Whoever’s taking their turn at power in Westminster, whether Labour or the Tories, inequality never changes. That’s why Scotland needs to regain independence – so we can fix inequality ourselves.
Income inequality
Income inequality is the share of total UK personal income that everyone gets – and how this share is spread. Over the past fourty years income inequality has vastly increased in the UK. The top 10% of high earners have seen their income increase substantially, nearing a 40% of all income. Whilst the bottom 50% with less than 20% of income have seen this share fall.
This trend has continued – whichever Westminster party has been in power. Whilst Labour portrays itself as a progressive socialist party, it has done nothing to impact income inequality.
The visual “Labour and the the Tories will never address income inequality” looks at the potential reasons for this, and also compares Labour’s performance unfavourably with other left-leaning parties in Europe. Governments in other countries have significantly reduced income inequality.

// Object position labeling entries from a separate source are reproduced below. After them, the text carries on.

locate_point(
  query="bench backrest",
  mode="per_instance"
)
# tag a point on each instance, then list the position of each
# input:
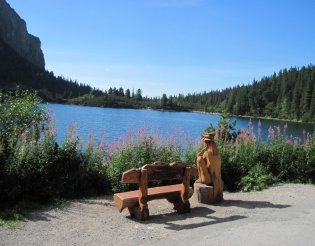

It’s clear that the main reason Labour hasn’t fixed this is because of the Westminster first past the post voting system. In this system a small number of swing voters can affect the result in a constituency – and all votes for losing parties don’t count. Even worse, in the UK it is English constituencies that hold the balance of power. Therefore Labour must attract those mostly right wing swing voters in England to gain power in the UK. It can’t afford to implement really progressive policies as it will risk never getting re-elected.
In the rest of Europe Proportional Representation is used for elections. This means every vote counts, and extreme swings in power between right and left and rare. Progressive policies are not the disaster for a socialist party that they would be in the UK.
Wealth inequality
A similar picture is obvious for wealth inequality as we see for income inequality: increasing inequality, unaffected by Westminster party in power.
But wealth inequality is even worse – the top 10% have a much larger share of the UK’s wealth at a little under 60% of total UK welath, compared with the 5% or so held by 50% of people who are least wealthy. What’s more, wealth is taxed much more lightly than income – so that wealth contributes little benefit to society as a whole and the public services governments deliver.